Transfer Elijah Collins from Michigan State joins speedster sophomore Jaden Nixon and bull-like sophomore Ollie Gordon to form a running back trio that will benefit from more gap schemes in the rushing attack.
The offensive line returns former starter Cole Birmingham, who missed all of 2022 with a torn ACL the last week of spring practice a year ago. Add transfer Dalton Cooper and junior college signee Jarrett Henry to Jason Brooks, Jake Springfield, and joe Michalski and I can find an offensive line in there. Veterans Preston Wilson and Taylor Miterko, and younger players Austin Kawecki, Calvin Harvey, true freshman Jack Endean, and transfer red-shirt freshman Noah McKinney improved in spring.
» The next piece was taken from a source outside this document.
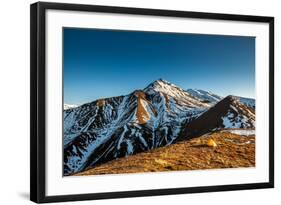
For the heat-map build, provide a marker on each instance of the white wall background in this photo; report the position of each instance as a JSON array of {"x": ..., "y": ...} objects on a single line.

The line also will benefit from new run schemes.
Tight ends will be different and UMass transfer Josiah Johnson (6-5, 240) along with Division II transfer Ian Edenfield (6-5, 272) bolster the tight end position. The fullbacks are fine with fired up Braden Cassity, Prague, Okla. native Jake Schultz, and Stillwater home grown Luke McEndoo.
Okay, are you ready for the other surprise? Defensive line with a lot of losses including Brock Martin and Tyler Lacy to moving on to the NFL, has one huge newcomer. Justin Kirkland came through the portal from lightly regarded Utah Tech, but the 21-year-old nose tackle that has served his two-year mission for the Church of Latter-Day Saints is 6-3 and 345-pounds. He tested by throwing up the NFL rep test of 225-pounds 34 times. He is a 500-pound bench presser with some unique side-to-side mobility. He is an offensive line’s nightmare, similar to Baylor’s nose the past three seasons in Siaki Ika.
Gundy noted that in the new odd-man front scheme the Cowboys will use defensively there is a need for a nose tackle that can push the middle of the line back into the offensive backfield.
“He’s doing good. He’s changed his body,” Gundy said of Kirkland after arrival. So, I’m not sure where he’s at weight-wise right now. I know that he’s changed the physical part of his body. Muscle weighs more than fat, so he’s probably not lost much weight, but he looks really good. His conditioning is better. I was worried about his conditioning, because I think when he arrived, he was 350 (pounds). I was concerned about (stamina), but we’ve seen him out there now in six, eight, even 10-play stuff and he has done just fine.”
Better than fine, his influence will make all 10 of the other defenders on the field better.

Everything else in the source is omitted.